Asst. Professor @ MIT
MIT Kavli Institute
70 Vassar Street
Cambridge, MA 02139
mcdonald "at" space.mit.edu
Michael McDonald is a Canadian-born astrophysicist at the Massachusetts Institute for Technology's Kavli Institute for Astrophysics and Space Research. He obtained his BScH and MSc degrees in Physics at Queen's University in Canada, and his PhD in Astronomy at the University of Maryland in College Park, MD. Michael spent three years as a Hubble Fellow at MIT, before being hired as an Assistant Professor in July 2015.
His research focuses on the evolution of galaxies and clusters of galaxies, and the role that environment plays in dictating this evolution.
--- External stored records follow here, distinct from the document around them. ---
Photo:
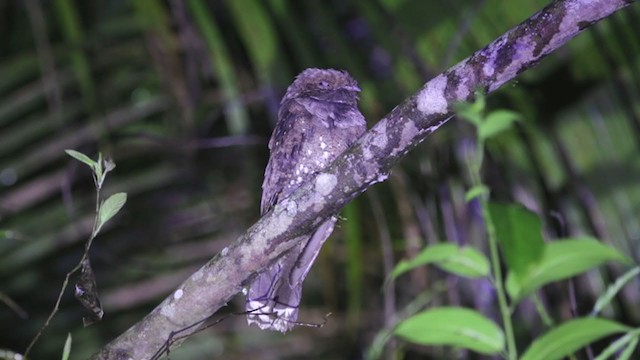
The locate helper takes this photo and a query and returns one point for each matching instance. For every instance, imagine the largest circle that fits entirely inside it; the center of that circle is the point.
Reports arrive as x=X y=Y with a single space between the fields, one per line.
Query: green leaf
x=463 y=261
x=519 y=231
x=561 y=260
x=81 y=157
x=67 y=348
x=571 y=336
x=475 y=192
x=497 y=122
x=453 y=326
x=110 y=208
x=613 y=289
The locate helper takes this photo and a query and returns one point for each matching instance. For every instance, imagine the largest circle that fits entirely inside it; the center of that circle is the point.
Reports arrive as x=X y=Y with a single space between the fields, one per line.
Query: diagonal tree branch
x=365 y=164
In particular, much of his research has focused on the complex interplay between cooling intracluster plasma in the cores of galaxy clusters and mechanical heating from the central supermassive black hole. This research makes use of a wide variety of ground- and space-based observatories, including (but not limited to) the Hubble and Chandra space telescopes, and the Magellan and ALMA telescopes located in Chile.
Michael was closely involved with the development of the Maryland-Magellan Tunable Filter on the Magellan Baade telescope, and is a member of the South Pole Telescope and Athena collaborations, as well as the National Academy of Sciences Entertainment Exchange.